MapR is introducing six new data science offerings aimed at customers that are at varying points in their data science journey at the Strata Data Conference happening in NYC today. The six offers are the AI/ML Hack-a-thon, MapR Data Science Refinery, Cybersecurity Advanced Protection, ML Deployment, AI Enablement and ML Rendezvous Orchestration.
According to the company, because AI and ML are complex, organizations cannot always execute AI and ML ideas, and those that do may not be able to easily bring it to production.
The six new offerings are designed to help customers no matter where they are in their AI and ML journey, whether they are just starting or have already invested resources. In addition to increasing in complexity throughout the list, the offerings take more time the more complex they are, with the first one taking one week to prepare and one day to deliver and the final offering taking up to eight weeks.
With the AI/ML Hack-a-thon offering,e the MapR Data Science team will work with an organization to identify a business use case and prototype a solution. According to MapR, this offering is targeted toward those early on in their data science journey and is meant to be a short session that delivers an ML and AI solution that the organization can improve upon over time.
The MapR Data Science Refinery is a one-week session that will guide customers through installation, best practices, and baseline models.
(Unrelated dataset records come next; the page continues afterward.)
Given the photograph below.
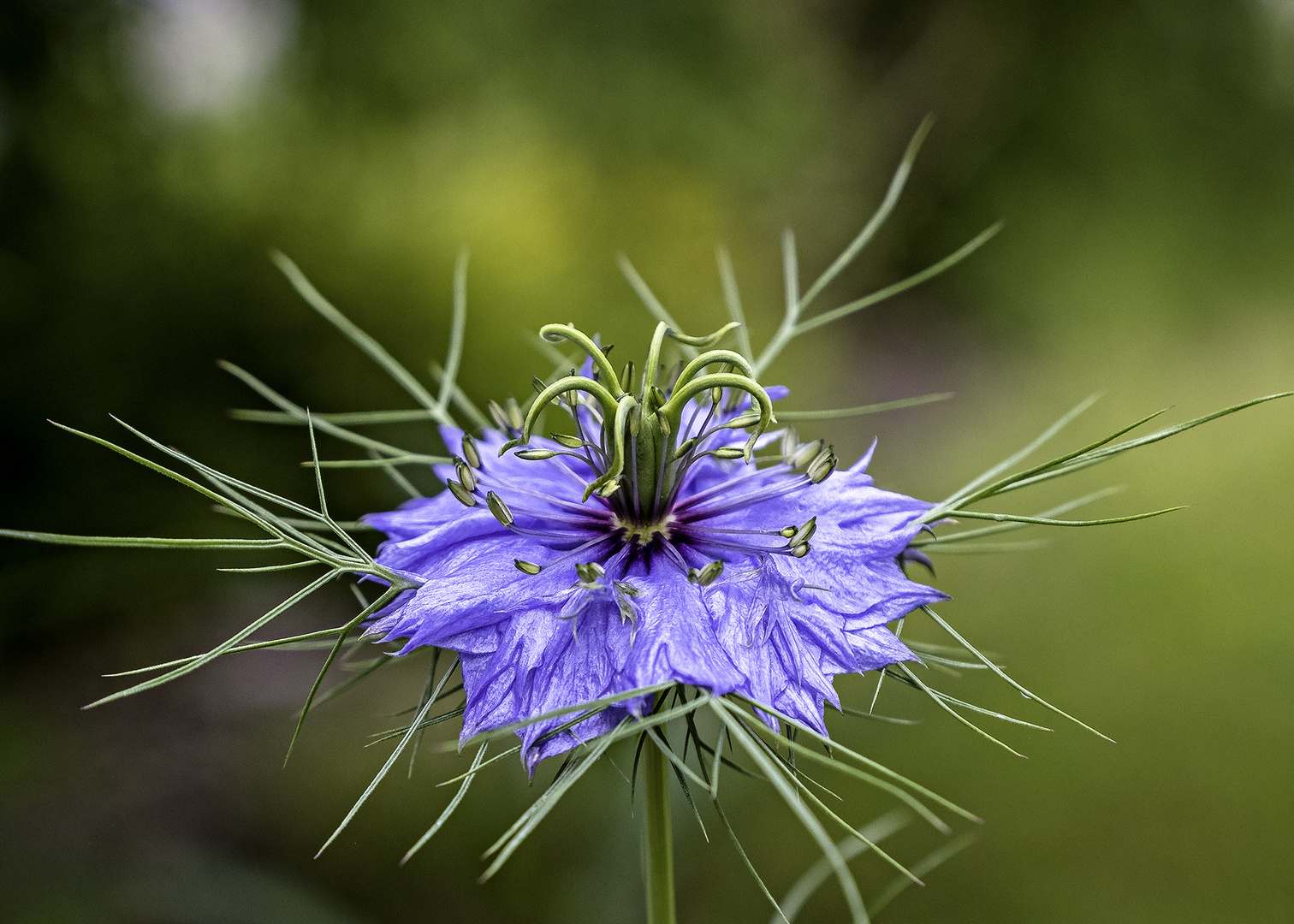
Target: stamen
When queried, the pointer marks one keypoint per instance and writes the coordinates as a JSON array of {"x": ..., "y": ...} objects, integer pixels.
[
  {"x": 703, "y": 578},
  {"x": 466, "y": 477},
  {"x": 461, "y": 494},
  {"x": 470, "y": 452}
]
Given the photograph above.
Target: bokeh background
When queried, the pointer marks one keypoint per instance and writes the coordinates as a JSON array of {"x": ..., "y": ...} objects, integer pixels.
[{"x": 1142, "y": 156}]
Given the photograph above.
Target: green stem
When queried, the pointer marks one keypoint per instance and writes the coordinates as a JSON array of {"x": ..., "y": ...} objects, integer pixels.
[{"x": 657, "y": 838}]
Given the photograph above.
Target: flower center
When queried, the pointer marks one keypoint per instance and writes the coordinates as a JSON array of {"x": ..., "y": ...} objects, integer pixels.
[
  {"x": 641, "y": 446},
  {"x": 656, "y": 459}
]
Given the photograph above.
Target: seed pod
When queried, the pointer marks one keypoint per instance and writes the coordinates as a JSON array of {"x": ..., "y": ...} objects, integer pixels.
[
  {"x": 568, "y": 441},
  {"x": 790, "y": 441},
  {"x": 501, "y": 512},
  {"x": 684, "y": 448},
  {"x": 461, "y": 494},
  {"x": 703, "y": 578},
  {"x": 515, "y": 418},
  {"x": 497, "y": 414}
]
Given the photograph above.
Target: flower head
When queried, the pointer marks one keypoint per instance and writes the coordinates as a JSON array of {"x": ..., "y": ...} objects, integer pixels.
[{"x": 651, "y": 547}]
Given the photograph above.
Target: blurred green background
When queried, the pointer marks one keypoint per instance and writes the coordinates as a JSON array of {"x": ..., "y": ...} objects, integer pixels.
[{"x": 1142, "y": 156}]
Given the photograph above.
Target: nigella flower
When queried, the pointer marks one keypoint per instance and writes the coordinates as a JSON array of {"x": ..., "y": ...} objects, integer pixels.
[{"x": 651, "y": 547}]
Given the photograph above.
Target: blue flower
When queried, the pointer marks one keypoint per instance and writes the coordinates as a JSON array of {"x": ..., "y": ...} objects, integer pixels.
[{"x": 651, "y": 547}]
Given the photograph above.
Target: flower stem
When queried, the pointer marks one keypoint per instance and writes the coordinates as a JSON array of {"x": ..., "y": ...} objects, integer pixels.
[{"x": 657, "y": 838}]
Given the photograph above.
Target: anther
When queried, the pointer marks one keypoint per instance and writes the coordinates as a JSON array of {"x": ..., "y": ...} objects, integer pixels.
[
  {"x": 461, "y": 494},
  {"x": 822, "y": 466},
  {"x": 466, "y": 475},
  {"x": 470, "y": 452},
  {"x": 805, "y": 532},
  {"x": 703, "y": 578},
  {"x": 805, "y": 452},
  {"x": 501, "y": 512}
]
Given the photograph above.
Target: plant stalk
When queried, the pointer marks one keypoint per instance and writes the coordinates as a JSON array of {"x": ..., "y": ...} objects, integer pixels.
[{"x": 657, "y": 838}]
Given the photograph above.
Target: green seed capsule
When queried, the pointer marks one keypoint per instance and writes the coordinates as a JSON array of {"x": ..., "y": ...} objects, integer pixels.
[
  {"x": 497, "y": 414},
  {"x": 703, "y": 578},
  {"x": 515, "y": 418},
  {"x": 684, "y": 448},
  {"x": 501, "y": 512},
  {"x": 568, "y": 441}
]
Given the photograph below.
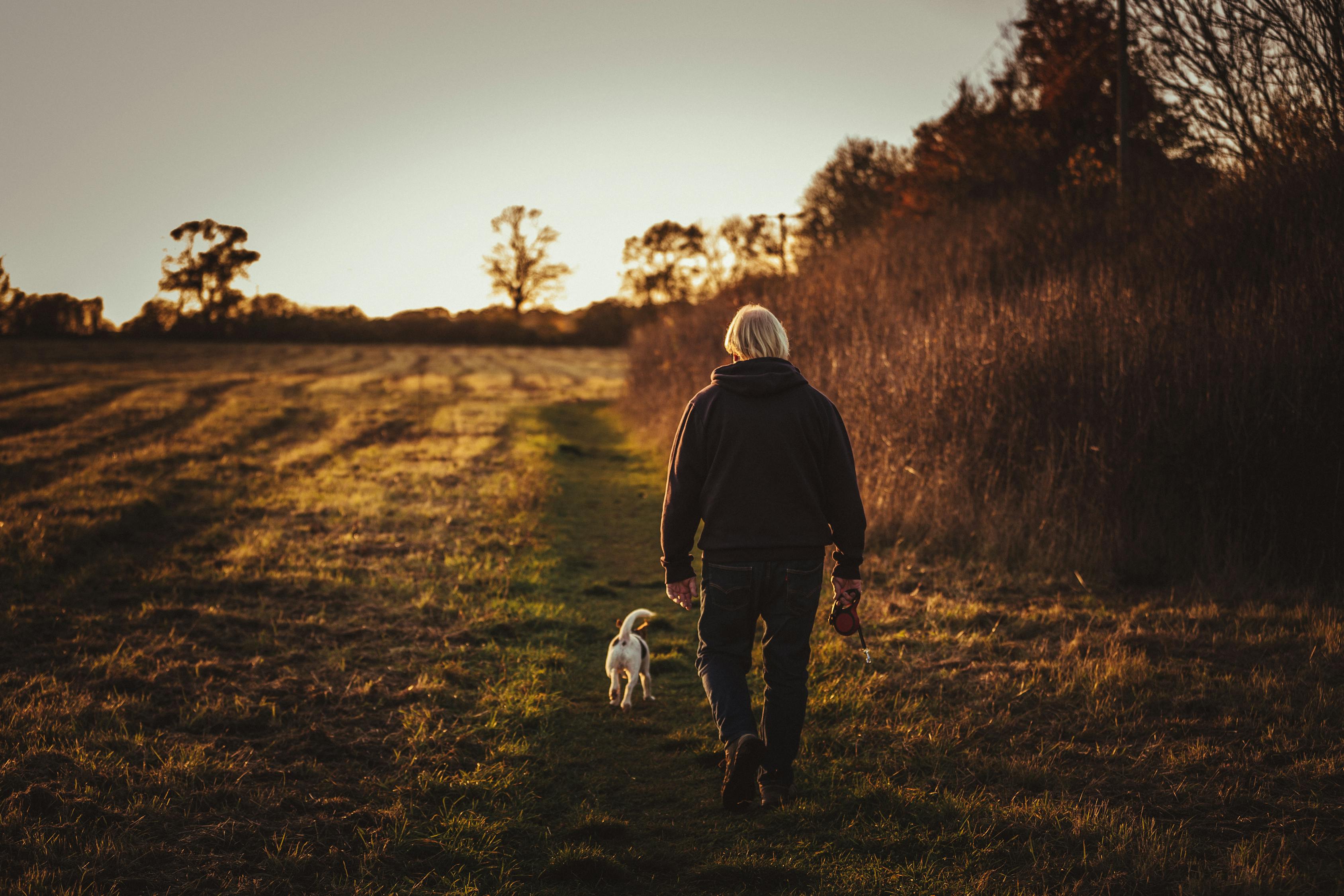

With the Cybersecurity Advanced Protection offering, MapR will help an organization create a real-time pipeline of logs and train models based on the signatures of network sources and traffic. The customer will receive a visual, UI-based assessment that will highlight concerning activity for security experts to review and act on.
ML Deployment maximizes a model’s value by moving the modeling process to the MapR Data Platform, allowing it to leverage all of the organization’s data, use every ML library, and deliver results that will scale as the business does, according to the company.
The AI Enablement offering combines the MapR ML framework and streaming events in order to deploy an AI engine that will search for opportunities to optimize itself through a continuous learning and feedback loop. According to MapR, it “uses machine learning to bring order to the chaotic nature of a system’s behavior.”
Finally, the ML Rendezvous Orchestration is designed for mature ML processes. The offering will enable organizations to monitor ML workflows for events that could impact accuracy, allowing businesses to make informed decisions such as when current models need to be replaced.
In addition, to these offerings, MapR announced the release of a new book, AI and Analytics in Production, written by Ted Dunning, PhD, board member of the Apache Software Foundation, and chief application architect at MapR; and Ellen Friedman, PhD, principal technologist at MapR and Apache committer. According to the company, the book details best practices for maximizing the value of data-driven applications and is intended for a wide audience, including C-level execs, business team leaders, architects, system administrators, data engineers, and data scientists.